Real Coordinate Spaces ($\mathbb{R}^n$)
If you've taken analysis, you're familiar with a Cartesian coordinate system — every point is a unique combination of $n$ real numbers. This is a real coordinate space. The set of all $n$-tuples of real numbers is denoted $\mathbb{R}^n$. For example, $\mathbb{R}^2$ is the set of all 2-tuples of real numbers, and $\mathbb{R}^3$ is the set of all 3-tuples of real numbers.
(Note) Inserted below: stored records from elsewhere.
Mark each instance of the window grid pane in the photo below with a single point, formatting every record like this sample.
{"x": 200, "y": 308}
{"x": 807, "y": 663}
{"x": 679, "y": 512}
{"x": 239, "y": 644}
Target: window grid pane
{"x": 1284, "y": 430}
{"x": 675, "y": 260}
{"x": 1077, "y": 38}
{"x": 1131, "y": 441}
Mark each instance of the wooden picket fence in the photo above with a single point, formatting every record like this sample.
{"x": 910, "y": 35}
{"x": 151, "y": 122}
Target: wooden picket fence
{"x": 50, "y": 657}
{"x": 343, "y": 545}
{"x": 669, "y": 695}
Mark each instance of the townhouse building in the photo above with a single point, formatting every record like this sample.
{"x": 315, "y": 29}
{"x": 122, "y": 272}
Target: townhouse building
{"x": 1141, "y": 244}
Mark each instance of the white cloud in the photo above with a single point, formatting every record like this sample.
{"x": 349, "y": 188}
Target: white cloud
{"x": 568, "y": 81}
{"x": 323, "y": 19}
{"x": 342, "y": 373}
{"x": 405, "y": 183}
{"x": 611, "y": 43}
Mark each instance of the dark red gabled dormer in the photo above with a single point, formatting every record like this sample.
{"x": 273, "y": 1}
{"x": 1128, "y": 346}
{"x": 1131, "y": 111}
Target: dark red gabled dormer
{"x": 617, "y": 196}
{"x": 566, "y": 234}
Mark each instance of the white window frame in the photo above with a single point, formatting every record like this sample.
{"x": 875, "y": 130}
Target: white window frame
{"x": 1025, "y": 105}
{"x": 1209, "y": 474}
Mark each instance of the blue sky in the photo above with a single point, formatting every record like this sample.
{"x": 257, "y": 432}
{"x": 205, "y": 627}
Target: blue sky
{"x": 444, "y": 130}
Here's the general form of a vector in $\mathbb{R}^n$: $$\vec{v}\left[ {\begin{array}{c}a_1 \\a_2 \\...\\a_n\end{array}}\right]\in\mathbb{R}^n.$$ Note that the "points" we've always worked with in high school, like $(3, 4)$, are actually vectors in $\mathbb{R}^2$. On another note, there also exist complex coordinate spaces ($\mathbb{C}^n$), where the scalars are complex numbers — but we won't focus on them.

Zero Vector
The zero vector is a vector whose components are all zero. It is denoted by $\textbf{0}$, and exists in every real coordinate space.

Adding Vectors
For vectors with identical dimensions, just add the corresponding components: $$\begin{bmatrix} 6\\ -2 \end{bmatrix} + \begin{bmatrix} -4\\ 5\end{bmatrix} = \begin{bmatrix} 2\\ 3\end{bmatrix}$$ If the dimensions are different, you can (if needed) extend the vector in the lower space by adding zeroes to its higher dimensions (like with polynomials — a quadratic will have a coefficient of $0$ on the $x^5$ term).

Multiplying by a Scalar
Multiplying vectors by a scalar is easy! Just multiply each component by the scalar. $$2\cdot \left[ \begin{array}{c}1 \\2 \\3\end{array}\right]=\left[\begin{array}{c}2 \\4 \\6\end{array}\right]$$ Unit Vector
A vector with a magnitude of $1$. To normalize vectors, divide each component by the magnitude ($\times \frac{1}{||\vec{v}||}$).

Standard Basis
Until we formally cover bases, keep in the back of your mind that every vector in $\mathbb{R}^n$ is a combination of the standard basis vectors (which we'll call $\hat{\textbf{i}}$, $\hat{\textbf{j}}$, $\hat{\textbf{k}}$, etc.). For example, in $\mathbb{R}^2$, the standard basis vectors are, in order, $\begin{bmatrix}1\\0\end{bmatrix}$ and $\begin{bmatrix}0\\1\end{bmatrix}$.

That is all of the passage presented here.